David has always used braille. He started using it even before he began attending school. He went on to attend school at the Oklahoma School for the Blind where he was able to learn and use braille in his everyday studies. Interesting fact, The Oklahoma School for the Blind was founded in 1897 and is a fully accredited school that offers a complete educational program, tuition free, for blind and visually impaired students from pre-school through high school. A vital learning experience was his Daily Living Skills class (DLS) which is taught from grades 3 to 12. It taught students ways to be able to function independently within society. For example, when David goes to the grocery store – he prepares his braille labels at home before he goes.
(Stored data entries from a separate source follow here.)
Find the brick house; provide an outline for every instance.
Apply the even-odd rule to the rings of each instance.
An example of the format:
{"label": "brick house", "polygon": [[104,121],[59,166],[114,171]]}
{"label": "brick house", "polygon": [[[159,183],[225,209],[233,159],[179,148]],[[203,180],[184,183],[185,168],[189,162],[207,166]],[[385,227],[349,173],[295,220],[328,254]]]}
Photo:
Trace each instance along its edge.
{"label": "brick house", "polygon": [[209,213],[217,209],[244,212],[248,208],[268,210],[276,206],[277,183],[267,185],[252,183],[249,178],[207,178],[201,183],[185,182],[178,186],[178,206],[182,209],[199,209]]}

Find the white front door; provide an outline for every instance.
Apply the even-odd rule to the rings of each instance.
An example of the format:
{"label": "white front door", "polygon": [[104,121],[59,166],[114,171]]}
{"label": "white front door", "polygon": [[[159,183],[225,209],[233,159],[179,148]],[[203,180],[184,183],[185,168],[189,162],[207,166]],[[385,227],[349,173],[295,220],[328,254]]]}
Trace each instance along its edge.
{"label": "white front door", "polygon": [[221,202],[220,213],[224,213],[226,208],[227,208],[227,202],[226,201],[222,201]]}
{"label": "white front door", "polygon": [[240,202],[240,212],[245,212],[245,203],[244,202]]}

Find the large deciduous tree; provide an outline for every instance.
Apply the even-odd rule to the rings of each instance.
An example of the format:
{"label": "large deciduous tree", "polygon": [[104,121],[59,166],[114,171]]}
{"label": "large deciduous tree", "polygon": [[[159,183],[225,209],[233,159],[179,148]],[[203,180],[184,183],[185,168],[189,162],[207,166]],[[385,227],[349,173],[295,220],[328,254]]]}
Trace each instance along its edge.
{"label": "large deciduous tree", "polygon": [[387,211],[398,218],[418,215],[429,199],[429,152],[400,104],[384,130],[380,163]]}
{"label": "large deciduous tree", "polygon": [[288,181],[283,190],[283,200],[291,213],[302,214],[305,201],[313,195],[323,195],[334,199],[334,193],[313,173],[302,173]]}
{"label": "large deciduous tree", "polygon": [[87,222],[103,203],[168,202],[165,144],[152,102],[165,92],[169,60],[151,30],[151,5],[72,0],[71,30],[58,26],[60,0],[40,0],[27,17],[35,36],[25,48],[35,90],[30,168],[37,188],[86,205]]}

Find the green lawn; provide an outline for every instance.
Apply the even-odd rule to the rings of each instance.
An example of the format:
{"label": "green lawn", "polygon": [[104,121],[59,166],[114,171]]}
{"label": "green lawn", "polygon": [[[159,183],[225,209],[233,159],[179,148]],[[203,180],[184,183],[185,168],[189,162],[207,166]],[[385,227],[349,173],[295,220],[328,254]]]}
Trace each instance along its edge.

When he adds an item to grocery cart, he puts the label on it – right there in the store – so when he gets home to put all his items away they are labeled and easier to organize.

David likes working at Clovernook Center because he enjoys talking to other people who have a visual impairment and those without. He feels like it is a real “eye opener” for people to learn that visually impaired people can do things even though they can’t see. While it is important to teach yourself and learn how to do things, he feels like the most frustrating times are when he shops and items are not labeled in braille. David would like to see braille used more on items in stores and beyond. David feels like his biggest issue with being blind is transportation. He always must rely on someone to take him where he needs to go. Unlike those who are able to see, he can’t just jump in a car and take off.

In David’s spare time, he likes bird watching. David can identify hundreds of different birds by ear, including their calls and songs. David also enjoys attending and singing in his church choir at the President of the Nazarene International Mission. After losing his wife and father last year, spending time with his family and friends has become even more important over this past year as he has learned how quickly life can change.

Thank you, David, for all your hard work day in and day out and for always having the end-user in mind with everything you do here at Clovernook Center.